3 heures du matin. Assis dans un fauteuil sous le rond de lumière d’un abat-jour, un homme de 50 ans donne le biberon à son nourrisson de 3 mois. Entre eux : un demi-siècle et 96 kilos de différence.
D’un côté un homme mûr, encore tout étourdi de cette paternité tardive. Revigoré par cette vie naissante, mais mesurant combien la sienne sera balisée désormais, et projeté brutalement dans un avenir lointain : il aura 80 ans quand cet enfant en aura 30. Confiant dans l’espoir qu’incarne ce petit être, mais terrifié aussi à l’idée de le jeter dans le bain d’un monde angoissant. Perplexe devant cette posture de papa poule, lui qui, encore célibataire quelques mois plus tôt, biberonnait à sa façon dans le monde de la nuit. Fier de cet enracinement patriarcal mais triste à l’idée de renoncer en grande partie, par cette sédentarisation même, aux voyages, à l’imprévu, à l’aventure.
De l’autre, minuscule dans les bras de son père, un bébé qui a la vie devant lui ; qui tète goulûment entre deux endormissements ; qui gigote dans son body, gazouille et grogne, comme enivré, d’autant plus assoiffé de vie qu’il est né « en état de mort apparente » et a été « récupéré à M7 » – c’est-à-dire après 7 minutes de massages cardiaques.
Avis
Que vais-je bien pouvoir vous dire sur ce livre dont le titre ne reflète pas du tout son contenu bien plus subtil. Ce petit ouvrage ne raconte pas, comme je l'imaginais, les aventures d'un jeune papa face au grand évènement qu'est la venu d'un enfant et le changement du quotidien qui l'accompagne; mais plutôt l'histoire tendre d'un papa qui se remémore la venue difficile de son fils et lui prodigue quelques conseils pour aborder la vie, le tout entre 3h03 et 4h11 du matin le temps d'un biberon et de changer une couche, entre état de veille et endormissement. Un tête à tête entre un père qui n'en est pas à son premier enfant et un bébé tout neuf, un petit champion qui s'est battu contre la mort.

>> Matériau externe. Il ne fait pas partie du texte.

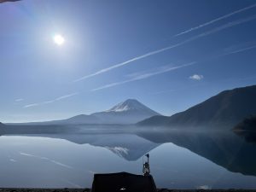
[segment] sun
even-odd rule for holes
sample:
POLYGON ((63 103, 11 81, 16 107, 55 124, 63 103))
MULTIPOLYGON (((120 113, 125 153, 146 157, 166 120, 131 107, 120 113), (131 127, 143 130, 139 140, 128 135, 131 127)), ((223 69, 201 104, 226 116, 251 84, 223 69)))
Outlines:
POLYGON ((53 37, 54 43, 61 46, 65 43, 65 38, 62 35, 56 34, 53 37))

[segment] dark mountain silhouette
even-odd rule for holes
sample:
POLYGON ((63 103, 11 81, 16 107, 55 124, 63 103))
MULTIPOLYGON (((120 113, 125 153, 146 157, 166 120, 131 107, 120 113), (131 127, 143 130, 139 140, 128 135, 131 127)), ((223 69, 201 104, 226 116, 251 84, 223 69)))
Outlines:
POLYGON ((241 123, 237 124, 235 131, 256 131, 256 114, 244 119, 241 123))
MULTIPOLYGON (((160 115, 160 113, 148 108, 143 103, 135 99, 128 99, 120 102, 112 108, 94 113, 91 114, 79 114, 67 119, 53 120, 46 122, 33 122, 23 123, 15 125, 127 125, 135 124, 140 120, 152 117, 154 115, 160 115)), ((14 125, 14 124, 12 124, 14 125)))
POLYGON ((224 90, 186 111, 171 117, 154 116, 139 125, 215 126, 230 129, 256 113, 256 85, 224 90))
POLYGON ((152 131, 138 136, 155 143, 172 143, 233 172, 256 176, 255 143, 232 131, 152 131))

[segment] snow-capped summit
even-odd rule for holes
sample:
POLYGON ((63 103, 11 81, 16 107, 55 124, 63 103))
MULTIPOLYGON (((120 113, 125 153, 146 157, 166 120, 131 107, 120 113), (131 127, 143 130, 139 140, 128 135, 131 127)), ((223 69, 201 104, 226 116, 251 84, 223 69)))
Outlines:
POLYGON ((67 119, 34 123, 34 125, 127 125, 136 124, 154 115, 160 115, 160 113, 148 108, 136 99, 127 99, 107 111, 91 114, 79 114, 67 119))
POLYGON ((153 113, 155 113, 136 99, 127 99, 126 101, 113 106, 112 108, 107 110, 106 112, 125 112, 129 110, 148 111, 152 112, 153 113))
POLYGON ((136 99, 127 99, 112 108, 92 113, 104 124, 134 124, 147 117, 160 115, 136 99))

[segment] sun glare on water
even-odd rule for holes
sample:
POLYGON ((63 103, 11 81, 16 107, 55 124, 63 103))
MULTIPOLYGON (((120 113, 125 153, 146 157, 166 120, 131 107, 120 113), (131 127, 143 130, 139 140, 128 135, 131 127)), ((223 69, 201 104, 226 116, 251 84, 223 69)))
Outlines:
POLYGON ((53 37, 54 43, 59 46, 62 45, 65 43, 65 38, 62 35, 56 34, 53 37))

Un récit émouvant sur les sentiments d'un père, sur ses émotions lorsqu'il porte son enfant et l'incroyable tendresse face aux mouvements du bébé, c'est avec humour parfois que l'auteur décrit certains évènements:
Dans ma main qui te soutient, je viens de ressentir non pas un rot, hélas, mais la légère vibration d'une digestion précipitée. Soudaine, libératoire. Tu en gazouilles d'aise et tes babils, comme tes cheveux, chatouillent mon oreille. Quant à moi, je suis bon pour te changer avant de te recoucher. Mais de l'imperceptible séisme qui vient de secouer ta tuyauterie interne, je souris à mon tour. Absorption, digestion, évacuation, tel est ton fonctionnement, simple et attendrissant. Un vrai moteur à explosion.
La fin de l'ouvrage, l'épilogue, est assez surprenant, je ne m'attendais pas à une fin digne d'un bon roman à suspense, quant au contenu il est juste assez poétique et tendre pour apprécier le moment d'un biberon à 3h du matin.